Thursday, June 18, 2015

Detroit should divorce itself from financially strapped Wayne County

Wayne County officials abandoned the old
 county building in downtown Detroit five years ago.
The Macomb Daily hired a publisher about a decade ago who came to the paper from Canada and he quickly and aggressively pushed us to write about the insanely ineffective means by which local governments operate within the state of Michigan.
Reporters tried to explain that local control – down to very small geographies – is a tradition that goes back to the establishment of the Northwest Territory and the creation of 6 mile X 6 mile townships across the state. But the publisher, who hailed from the Toronto area, where regional government rules, insisted that mass consolidation of local units of government was obviously necessary.

Not soon afterward, as Michigan slipped into massive budget deficits and huge cuts to revenue sharing with communities, consolidation became a subject of frequent public debate. Despite his arrogance on the subject, the man had a point.
You have a village, within a township, within a county, he would say. And within that county you have 21 school districts, some of which are only the size of a few square miles. What sense does that make?
So, a decade later, after some efforts south of Eight Mile Road to consolidate Detroit and Wayne County services, the Motor City finds itself on the road to recovery after emerging from bankruptcy. But now, Wayne County is in such dire straits, driving on fumes, that it is seeking to declare a financial emergency.

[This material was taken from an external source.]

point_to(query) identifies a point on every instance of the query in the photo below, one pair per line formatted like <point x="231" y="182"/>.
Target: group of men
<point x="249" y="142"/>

Dennis Lennox, a conservative Republican consultant and a frequent newspaper columnist, wrote a piece nearly three years ago, before Detroit had started to turn the corner, that called for the city to cut all ties with Wayne County.
In a Sept. 21, 2012, Op-Ed written for The Detroit News, Lennox suggested that freeing Detroit residents and businesses from WayneCounty taxes would be good for the Motor City’s economy.
Here’s a portion of what Lennox wrote in 2012:

“The solution is simple: Wayne County should cease to exist within Detroit.
“It makes no sense for taxpayers to fund a county government that provides almost no unique services to those who reside within the city. Freeing the city from the county will result in significant savings to Detroit's taxpayers.
“To improve the governance of Detroit, which would empower innovators, job creators, entrepreneurs and even foreign investors, government in Detroit and Wayne County must be wiped clean and started anew.
“A radical reform such as this one will require a leader willing to put politics aside to do the right thing.”

I have no idea what legalities come into play if Detroit wanted to become a separate entity (or emerge as an 84th Michigan county) but I suppose some key county services (the jail, the circuit court) could continue within the city under a contract arrangement.
Now that Wayne County has admitted it cannot make amends for its transgressions of the past, maybe a divorce by Detroit will enter the discussion.